March 31, 2015 in Blogs

By Political Zach Foster

Should members of the Libertarian Party support Rand Paul this election season? It’s a question making its rounds among Libertarians and libertarian Republicans. The answer to that question depends on a person’s conscience.

If you want an answer from me, folks, I’d say yes. It’s my opinion that Libertarians should stand with our brothers and sisters in the Republican Liberty Caucus, for the simple reason that Rand Paul’s message will advance the libertarian cause. For me, this is above Party loyalty—I left the Republican Party because “Party loyalty” doesn’t fly with me.

Not everybody in the LP will agrees with me on this, and I’m at peace with that. I understand the Party will run its own presidential candidate or risk irreparable weakness of the organization. Party members and other alienated voters will vote for that candidate, and they have every right to do so.

My personal strategy walks the line between the LP and RLC. I’ve been a dues-paying LP member since March of 2014, but I’m still registered to vote as a Republican. I’ll hold onto my GOP registration (and hold my nose in the meantime) so I can vote for Rand in the primary election. The minute my vote is cast, I’m changing my voter registration to Libertarian.

Regardless of Rand making it to the general election (God willing he does), I’m changing my registration the minute my primary vote is cast or the minute he ceases to be a presidential candidate—whichever comes first.

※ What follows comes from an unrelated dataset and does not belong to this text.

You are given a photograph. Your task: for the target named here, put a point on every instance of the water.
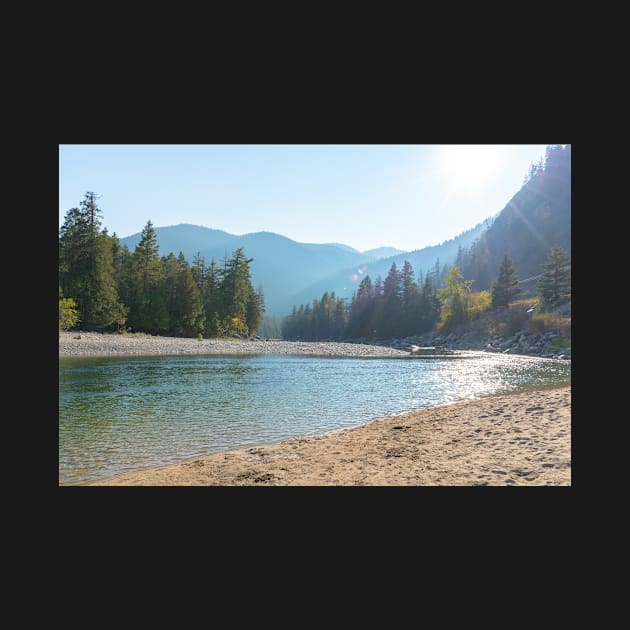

Yes, I understand that Rand Paul is not libertarian. He never claimed to be—we just wanted him to be. But his old-school brand of Goldwater conservatism contains enough libertarianism that his presidential candidacy would be an asset to the liberty movement.

Who else filibustered for 13 hours over the government assassinating American citizens? Who keeps introducing Audit the Fed into the Senate? How many ranking Republicans have been saying that national defense probablyshouldn’t involve going to war just for the hell of it?